Журчавшая за бортом волна властно напоминала о себе, гнала прочь воспоминания, путала мысли, упорно сводя к одной: «Пить… Глоток бы воды!» Темнело, когда на палубе прозвучало:

— Товарищи! Нужна помощь. Кочегары выбились из сил…

В кочегарку пошли втроем: незнакомый моряк, моторист Иван Полтаев и Михаил Ревин. Передавшие вахту кочегары едва держались на ногах.

Полтаев, кивнув на угольный бункер, спросил:

— До Батуми хватит?

— До Батума? Так мы ж не в Батум идем. В Синоп. Напрямую, — хмуро ответил кочегар.

— Как в Синоп?! — опешил Ревин. — Синоп-то ведь… Турция.

— Ну да, Турция, а ты думал, куда идем?

Ревин был уверен, что буксир держит курс либо в Новороссийск, либо в Батуми.

— Если бы в Новороссийск, то нам еще днем надо было на него повернуть. Только туда не пройти днем — потопили бы… А до Батума, да с крюком, который мы дали, угля не хватит. Так что держите, хлопцы, пар ровнее. Экономьте уголек.

Кочегары ушли, а Полтаев, Ревин и моряк, назвавшийся Борисом, еще долго обсуждали «турецкий вариант» и то, что ждет их возле чужой, таинственной земли. Время от времени распахивали дверь топки, швыряли в жаркую ее пасть очередную порцию угля…

Сменили их точно через четыре часа. Вахта как вахта. Пошли они отдыхать на казавшуюся прохладным раем палубу. Свободного места не было — только теперь ощутили, как много на буксире народу… Однако плавбатарейцы — ребята хваткие — втиснулись между спящими. Их мгновенно сразил сон.
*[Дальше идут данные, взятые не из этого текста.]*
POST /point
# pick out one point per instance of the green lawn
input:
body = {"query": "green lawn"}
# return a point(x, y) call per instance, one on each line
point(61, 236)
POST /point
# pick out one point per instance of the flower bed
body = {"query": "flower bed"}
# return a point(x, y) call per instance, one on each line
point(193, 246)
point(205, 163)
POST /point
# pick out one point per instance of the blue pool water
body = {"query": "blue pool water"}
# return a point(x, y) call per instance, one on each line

На рассвете разбудили голоса: «Берег! Товарищи, берег!» Все столпились на баке, и старший лейтенант был вынужден прикрикнуть с мостика, чтобы разошлись малость, а то дифферент создается — буксир ведь не крейсер и даже не пароход.

Ревин поднялся было взглянуть на берег, но, кроме неясного очертания далеких гор, ничего не увидел. Буксир держал курс к берегу. На мостике стояли «железный» старший лейтенант — непонятно, когда он отдыхал, и отдыхал ли вообще, — и старик капитан, в накинутом поверх перевязанного плеча кителе нараспашку. Рядом с ними появился пехотинец-комиссар.
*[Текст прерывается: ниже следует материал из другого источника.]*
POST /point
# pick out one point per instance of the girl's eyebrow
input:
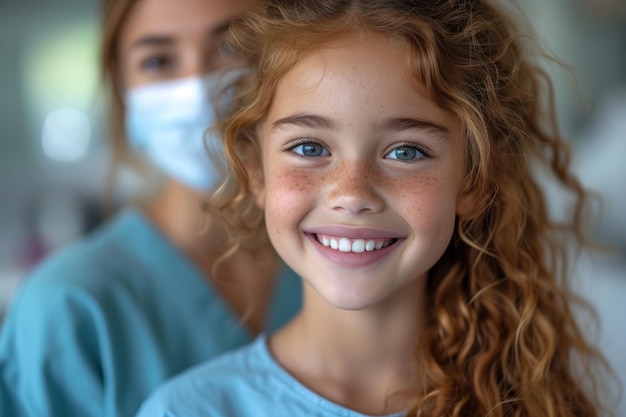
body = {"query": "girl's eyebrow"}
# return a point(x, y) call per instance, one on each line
point(307, 120)
point(409, 123)
point(394, 124)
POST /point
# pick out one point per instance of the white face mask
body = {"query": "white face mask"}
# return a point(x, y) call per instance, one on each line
point(169, 122)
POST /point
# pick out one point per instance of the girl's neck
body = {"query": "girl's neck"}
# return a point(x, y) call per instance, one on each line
point(355, 358)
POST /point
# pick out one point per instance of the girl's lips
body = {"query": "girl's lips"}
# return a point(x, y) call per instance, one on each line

— Смотри-ка, — весело заметил по этому поводу недавно пришедший с кормы старшина Николай Некрасов, — наш-то пехотинец — в начальство пробился! Деловой парень!

— Ничего парень… — отозвался Полтаев. Он то ли дремал, то ли грелся, дыша за ворот форменки.
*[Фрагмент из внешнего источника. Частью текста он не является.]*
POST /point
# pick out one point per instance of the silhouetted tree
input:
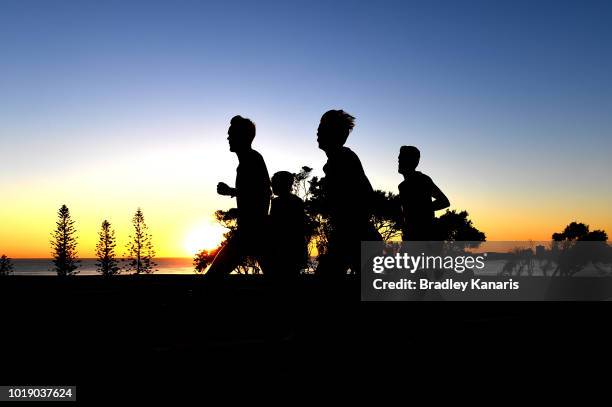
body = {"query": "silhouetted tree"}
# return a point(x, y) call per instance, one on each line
point(387, 215)
point(204, 258)
point(6, 266)
point(456, 227)
point(105, 251)
point(140, 248)
point(576, 247)
point(580, 232)
point(229, 220)
point(64, 244)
Из моря выкатился малиновый диск солнца. Низкими, еще мягкими лучами окрасил обрывистые берега и море в необычные розовые тона.

Кожевникову вспомнилась где-то виденная картина — панорама Сорренто или Неаполя, а может, именно этих краев. Сказал вслух, не сдержавшись:

— Шикарно устроились…

— До берега тридцать кабельтовых… — наметанным глазом определил недавний дальномерщик Бобков. В нем жила выработанная месяцами боевой работы привычка тотчас же докладывать о замеренном расстоянии.

Буксир повернул, пошел совсем малым ходом вдоль берега. На его мачте, возле красного флага, появился черный шар, что в сочетании означало сигнал «Терплю бедствие». Сам вид пусть чужой, но, очевидно, безопасной земли на какое-то время внес оживление, заставил забыть о жажде и бедственном положении, в котором находились несколько десятков людей.

Медленно развертывался за бортом берег. Были отчетливо видны заросли лощинного орешника, ютящиеся на кручах домишки, темно-зеленые клочки виноградников на склонах и откосах… На вершине горы — каменные стены. Старинная крепость.

Вскоре открылась широкая уютная бухта. Спокойная, точно стеклянная, гладь воды. В нее смотрится город Синоп.

Власти не спешили к буксиру, зато подошло несколько утлых рыбачьих лодок, и сидящие в них, загорелые до черноты люди с нескрываемым любопытством разглядывали русских, о чем-то возбужденно переговаривались на своем непонятном языке. Лодок и фелюг становилось все больше, и по мере того, как росло их число, пропадала скованность и боязнь, только что разделявшая людей.

— Эй, папаша! Подгребай ближе! — кричали с буксира.

— Урус? — тыкая пальцем в сторону судна, вопрошал пожилой турок-рыбак.